If you replace pthread_cond_broadcast with pthread_cond_signal, the signal will be delivered to some threads. Yes, it is expected to be one, but sometimes more than one can be released from conditional variable. Still, the thread (or threads) to deliver signal to will be chosen by scheduler. And if more than one is waked up from cond waiting, they will fight for the mutex. As previously - you can consider the result as random.
Let's look into documentation:
If more than one thread is blocked on a condition variable, the scheduling policy shall determine the order in which threads are unblocked.
On a multi-processor, it may be impossible for an implementation of pthread_cond_signal() to avoid the unblocking of more than one thread blocked on a condition variable.

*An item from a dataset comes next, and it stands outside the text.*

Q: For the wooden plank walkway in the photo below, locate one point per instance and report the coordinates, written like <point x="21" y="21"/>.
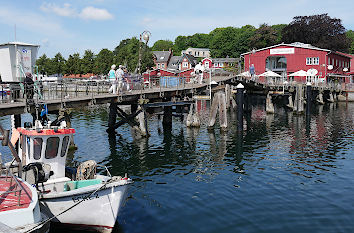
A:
<point x="152" y="94"/>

BTW, I am quite curious. There are several questions about conditional variables recently (are you guys all doing a project for your uni or what?) and in every question I have seen in last 24 hours I have seen a following pattern for signalling:
pthread_mutex_lock(&mutex);
pthread_cond_broadcast(&cond); /* or signal */
pthread_mutex_unlock(&mutex);
when waiting threads have:
pthread_mutex_lock(&mutex);
pthread_cond_wait(&cond,&mutex);
/* do something */
pthread_mutex_unlock(&mutex);
What's the reason behind that?
Waiting threads wait on cond, mutex is released. So signalling thread acquires lock on mutex, signals other threads. In this very moment they - still being inside the pthread_cond_wait progress past the cond blockade, then they try to acquire the lock on mutex. And, of course, they cannot, because the lock is hold by signalling thread. Then, signalling thread releases mutex and waiting threads can finally process by acquiring - one by one - the mutex.
For signalling writer and waiting consumers this pattern should be as below.
For writer:
while(loop_condition) {
prepare_data() /* it could be a long process */
lock(&mutex);
add_data_to_queue(); /* fast, inside critical section */
unlock(&mutex);
signal(&cond); /* or broadcast */
}
For consumers:
while(consumer_loop_condition) {
lock(&mutex);
while(!data_ready_to_process()) {
wait(&cond,&mutex);
}
fetch_data(); /* fast, still inside critical section */
unlock(&mutex);
if(got_data) {
process_data(); /* could be a long process */
}
}
Please see also this answer for some more explanation on cond/mutexes and some example code to play with.
Regarding this:
How To Use Condition Variable
Say we have number of consumer threads that execute such code (copied from the referenced page):
while (TRUE) {
s = pthread_mutex_lock(&mtx);
while (avail == 0) { /* Wait for something to consume */
s = pthread_cond_wait(&cond, &mtx);
}
while (avail > 0) { /* Consume all available units */
avail--;
}
s = pthread_mutex_unlock(&mtx);
}
I assume that scenario here is: main thread calls pthread_cond_signal() to tell consumer threads to do some work.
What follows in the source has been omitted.